13 de febrero de 1998 Julio Méndez Corne. Caído en el combate de Mataral, el 15 de noviembre de 1967.
19 de septiembre de 1998 Haydeé Tamara Bunker Bide (Tania). Caída en Vado del Yeso, el 31 de agosto de 1967.
7 de junio de 1999 Juan Vitalio Acuña Núñez (Joaquín), Israel Reyes Zayas, Gustavo Machín Hoed de Beche, Walter Arencibia Ayala, Moisés Guevara Rodríguez, Apolinar Aquino Quispe, Fredy Maimura Hurtado. Caídos en el combate de Puerto Mauricio (Vado del Yeso), el 31 de agosto de 1967.
1999 José María Martínez Tamayo. Caído en el combate de Río Rosita, el 30 de julio de 1967.
9 de febrero de 2000 Serapio Aquino Tudela. Caído en Equira, el 9 de julio de 1967.
2 de marzo de 2000 Restituto Cabrera Flores. Caído en Palmarito, el 13 de septiembre de 1967.
 11 de abril de 2000 Antonio Sánchez Díaz (Pinares), Casildo Condori Vargas. Caídos en Bellavista, el 2 de junio de 1967.
16 de abril de 2000 Eliseo Reyes (Rolando). Cayó en El Mesón, el 25 de abril de 1967.
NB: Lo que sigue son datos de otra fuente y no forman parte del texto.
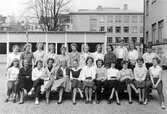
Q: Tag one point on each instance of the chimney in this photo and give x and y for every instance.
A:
(125, 7)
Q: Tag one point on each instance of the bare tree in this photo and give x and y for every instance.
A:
(49, 13)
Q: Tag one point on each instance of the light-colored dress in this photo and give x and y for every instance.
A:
(11, 57)
(83, 57)
(39, 55)
(74, 56)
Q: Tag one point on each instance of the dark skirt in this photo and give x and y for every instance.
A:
(62, 83)
(139, 84)
(76, 84)
(125, 82)
(25, 83)
(90, 84)
(114, 84)
(119, 64)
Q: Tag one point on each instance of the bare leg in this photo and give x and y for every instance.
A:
(90, 94)
(86, 93)
(112, 93)
(134, 88)
(80, 92)
(129, 93)
(60, 95)
(143, 93)
(139, 90)
(117, 98)
(74, 95)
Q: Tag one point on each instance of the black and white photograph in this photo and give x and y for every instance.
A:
(83, 56)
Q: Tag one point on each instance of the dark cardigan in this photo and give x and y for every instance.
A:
(59, 73)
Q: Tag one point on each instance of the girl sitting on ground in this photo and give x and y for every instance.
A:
(156, 81)
(12, 75)
(113, 83)
(76, 84)
(140, 72)
(100, 80)
(37, 74)
(88, 75)
(49, 77)
(126, 78)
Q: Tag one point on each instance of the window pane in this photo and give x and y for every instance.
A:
(109, 39)
(126, 19)
(3, 47)
(118, 18)
(110, 29)
(118, 29)
(126, 29)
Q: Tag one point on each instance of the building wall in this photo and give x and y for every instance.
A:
(155, 13)
(93, 22)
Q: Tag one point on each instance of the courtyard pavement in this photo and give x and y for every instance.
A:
(80, 108)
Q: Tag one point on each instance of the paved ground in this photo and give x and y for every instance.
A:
(81, 108)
Sin fecha precisa: Antonio Jiménez Tardio
Otros caídos posteriormente: Guido Peredo Leigue (Inti), asesinado en La Paz, el 9 de septiembre de 1969; enterrado en Beni, Bolivia, por su familia. David Adriazola Beizaga, muerto el 31 de diciembre de 1969 en La Paz, Bolivia.
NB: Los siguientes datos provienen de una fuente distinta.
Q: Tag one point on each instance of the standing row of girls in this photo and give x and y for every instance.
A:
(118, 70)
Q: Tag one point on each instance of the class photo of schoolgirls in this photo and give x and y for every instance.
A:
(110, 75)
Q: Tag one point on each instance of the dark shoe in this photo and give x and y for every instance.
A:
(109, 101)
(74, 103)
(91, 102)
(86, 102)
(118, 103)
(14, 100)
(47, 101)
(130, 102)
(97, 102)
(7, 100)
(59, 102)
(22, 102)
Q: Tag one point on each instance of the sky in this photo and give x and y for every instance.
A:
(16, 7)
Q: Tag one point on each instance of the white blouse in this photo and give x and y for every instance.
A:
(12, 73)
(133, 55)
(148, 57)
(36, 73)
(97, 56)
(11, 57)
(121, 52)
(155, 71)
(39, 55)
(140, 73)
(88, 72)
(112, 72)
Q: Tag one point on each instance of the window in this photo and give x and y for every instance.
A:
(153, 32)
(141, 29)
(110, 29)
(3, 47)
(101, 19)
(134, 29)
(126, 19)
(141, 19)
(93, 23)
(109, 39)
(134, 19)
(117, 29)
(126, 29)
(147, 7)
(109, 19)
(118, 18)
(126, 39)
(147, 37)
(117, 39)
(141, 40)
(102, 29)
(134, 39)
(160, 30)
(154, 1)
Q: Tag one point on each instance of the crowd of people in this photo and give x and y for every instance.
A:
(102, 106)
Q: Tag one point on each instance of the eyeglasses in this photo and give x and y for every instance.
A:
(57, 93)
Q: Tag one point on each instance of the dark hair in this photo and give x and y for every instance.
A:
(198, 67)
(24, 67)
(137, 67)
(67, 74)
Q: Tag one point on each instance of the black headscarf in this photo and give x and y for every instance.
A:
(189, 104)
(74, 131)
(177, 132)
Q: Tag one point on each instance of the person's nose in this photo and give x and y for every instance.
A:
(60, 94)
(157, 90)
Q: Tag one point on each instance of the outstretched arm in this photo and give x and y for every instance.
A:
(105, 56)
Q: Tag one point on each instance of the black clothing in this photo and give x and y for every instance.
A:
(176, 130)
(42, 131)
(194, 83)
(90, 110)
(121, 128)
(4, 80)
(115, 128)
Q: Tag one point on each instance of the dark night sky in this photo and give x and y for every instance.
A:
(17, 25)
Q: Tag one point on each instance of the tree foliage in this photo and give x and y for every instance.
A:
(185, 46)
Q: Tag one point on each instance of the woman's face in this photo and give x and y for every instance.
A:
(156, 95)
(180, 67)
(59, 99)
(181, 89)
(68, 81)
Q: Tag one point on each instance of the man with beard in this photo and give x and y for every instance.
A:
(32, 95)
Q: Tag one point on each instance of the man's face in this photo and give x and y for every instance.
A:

Faltan por encontrar: Jesús Suárez Gayol, caído en Iripiti, el 10 de abril de 1967; Jorge Vázquez Viaña, asesinado en Camiri, después de apresado el 29 de abril de 1967; Lorgio Vaca Marchetti, se ahogó en el Río Grande, el 16 de marzo de 1967; Raúl Quispaya, caído en combate en Río la Rosita, el 30 de julio de 1967; Benjamín Coronado Córdova, ahogado en Río Grande, 26 de febrero de 1967.